Once or twice a year, man chases these cattle on foot, driving them with stones and lassoes into corrals. It is an anachronistic method of ranching, but a source of general amusement and family gathering. Relatives come from as far as Salta city to partake in the annual round-up. Calves are branded and castrated. In theory, at least, all the cattle are vaccinated. A few are eaten around the campfire, some are taken home for the family larder, and some are brought down for sale in local markets.
Taller and more desolate mountains rise on the east. Here guanaco, wild cousins of the llama, roam. Condors nest. We pass the Huasa Pampa, through which the finca’s cattle once trekked to the markets of Molinos. Next is the narrow quebracha of Waipo. Then, the mountain known as El Durazno, the peach. It has a cleft at the top, where the stem of a figurative peach would be. Though, some say, it is named for a solitary peach tree that once grew from its barren sides. Next to it is a La Angosta, the “narrow” place between mountains.

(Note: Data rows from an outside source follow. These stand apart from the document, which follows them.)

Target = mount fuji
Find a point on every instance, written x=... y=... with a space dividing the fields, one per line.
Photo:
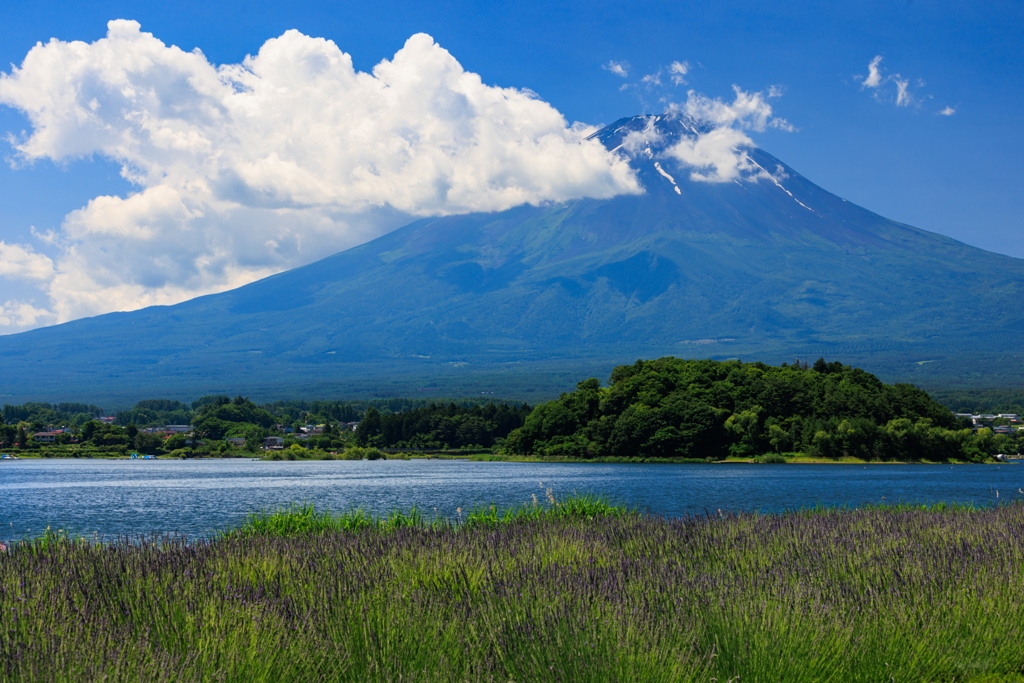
x=524 y=302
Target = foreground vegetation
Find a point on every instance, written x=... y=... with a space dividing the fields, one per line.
x=580 y=592
x=672 y=408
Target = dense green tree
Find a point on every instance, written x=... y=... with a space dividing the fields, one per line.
x=708 y=409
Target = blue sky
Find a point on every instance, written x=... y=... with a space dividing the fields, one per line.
x=957 y=174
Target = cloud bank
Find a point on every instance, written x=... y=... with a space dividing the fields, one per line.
x=718 y=152
x=244 y=170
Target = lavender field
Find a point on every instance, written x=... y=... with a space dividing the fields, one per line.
x=578 y=592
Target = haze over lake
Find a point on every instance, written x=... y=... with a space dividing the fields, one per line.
x=197 y=498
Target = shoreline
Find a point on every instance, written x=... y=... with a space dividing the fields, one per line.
x=478 y=458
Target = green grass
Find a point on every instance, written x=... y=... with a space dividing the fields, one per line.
x=578 y=591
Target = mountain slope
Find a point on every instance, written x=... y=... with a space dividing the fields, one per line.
x=766 y=268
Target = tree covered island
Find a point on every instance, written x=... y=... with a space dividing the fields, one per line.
x=668 y=409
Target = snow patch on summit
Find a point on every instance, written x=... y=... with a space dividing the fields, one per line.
x=657 y=167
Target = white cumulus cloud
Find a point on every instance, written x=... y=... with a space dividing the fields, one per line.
x=247 y=169
x=718 y=152
x=678 y=72
x=877 y=81
x=22 y=262
x=873 y=78
x=620 y=69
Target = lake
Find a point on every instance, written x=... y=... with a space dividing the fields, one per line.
x=199 y=497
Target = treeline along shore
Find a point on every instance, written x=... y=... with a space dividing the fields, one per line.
x=576 y=590
x=668 y=409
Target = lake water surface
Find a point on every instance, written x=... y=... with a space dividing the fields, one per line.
x=199 y=497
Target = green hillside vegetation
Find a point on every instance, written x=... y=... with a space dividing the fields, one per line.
x=396 y=424
x=672 y=408
x=438 y=426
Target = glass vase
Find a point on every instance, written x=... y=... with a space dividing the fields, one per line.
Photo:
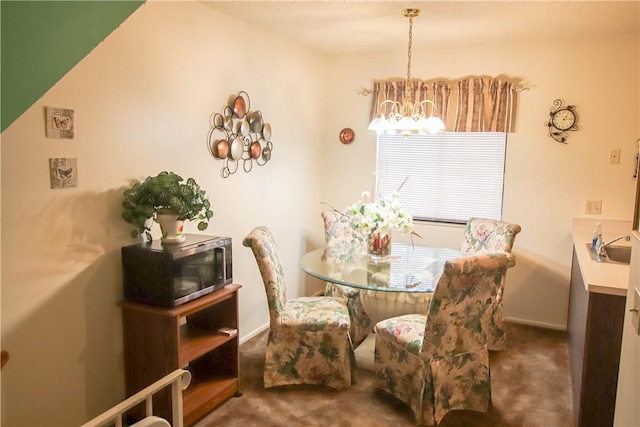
x=379 y=245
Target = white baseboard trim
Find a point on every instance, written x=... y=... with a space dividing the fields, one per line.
x=537 y=324
x=253 y=333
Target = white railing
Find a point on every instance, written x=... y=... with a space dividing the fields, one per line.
x=179 y=380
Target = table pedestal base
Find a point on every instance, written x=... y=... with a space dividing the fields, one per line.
x=364 y=353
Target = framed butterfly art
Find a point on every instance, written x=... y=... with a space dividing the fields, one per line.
x=63 y=172
x=59 y=122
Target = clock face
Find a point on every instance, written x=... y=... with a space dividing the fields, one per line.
x=563 y=119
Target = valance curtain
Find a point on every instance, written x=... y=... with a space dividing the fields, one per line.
x=479 y=104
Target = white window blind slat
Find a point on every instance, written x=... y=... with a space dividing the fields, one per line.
x=451 y=176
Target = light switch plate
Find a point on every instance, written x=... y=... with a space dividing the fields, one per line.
x=635 y=317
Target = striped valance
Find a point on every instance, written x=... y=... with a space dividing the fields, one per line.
x=473 y=104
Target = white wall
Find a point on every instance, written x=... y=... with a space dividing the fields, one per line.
x=142 y=101
x=546 y=182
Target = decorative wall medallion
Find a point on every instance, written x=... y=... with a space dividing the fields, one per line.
x=239 y=135
x=562 y=119
x=347 y=135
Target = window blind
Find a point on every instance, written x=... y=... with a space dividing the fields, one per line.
x=447 y=177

Those on its other side are the reddish Colorados.
Our herds pasture on the plain. There is plenty to eat after the rains and no time to lose. The desert grasses spring to life and go to seed almost at once. What the cattle cannot eat now is lost to ants, birds, mice, and the dry winter wind.
Ahead of us is the mountain Rebenque, the “whip.” At its foot, as yet invisible, is our house, the sala. Back when the only way in and out of Gualfin was on the back of a horse and town was a couple of days ride away, the sala was where flour, sugar and other necessities were traded for meat, hides, hand-braided reins, bridles and lassoes, and hand-woven ropes, saddle pads, bags and ponchos.
But we are in our new truck and in less than an hour, we look down at the tops of the tall green alamo trees on the far side of the río Gualfin. Streams of sparkling water course through the grey sand, reflecting the dense blue of the sky. Up a rain-steepened bank on the opposite side, and we are at the gate to finca Gualfin. We pass the cienega, the marsh, with stands of pampa grass and yellow-flowering bizcol. This is low-lying, sheltered winter pasture, reserved for the hard months of drought, wind and cold.
On the opposite side of the road is the old sheep corral made of tightly fitted stones. On the steep slopes above, white particles move among the rocks and sparse greenery; Firmina’s goats are slowly coming home as the sun begins to set. We cross the bed of the río Barranca, the last obstacle before the outer gates of the sala. A little water trickles through on the surface before the river descends underground. It emerges in full vigor on the edge of the plain and then disappears through La Angosta to the neighboring finca of Pucará.
In the dry season, when all is dust and the cattle are gaunt, we covet the water of our neighbor. We would like to dam it up. But if water is not specifically mentioned in the Ten Commandments, this
is contrary to the ancient laws of water distribution in the Calchaquíes. Each must have his torno, or “turn.”
And now, with purple-seeded alfalfa and green pasto llorón burgeoning in the fields around the sala, with water rushing through the acequia, spilling into the road, and splashing up around the tires of the truck, we are right-minded. There is water for all! As if in recompense, a gentle drizzle starts to spatter our dusty windshield. We enter the green allée of alamo trees, pulling up at last under the white stones that trace an eagle over the doorway to the sala.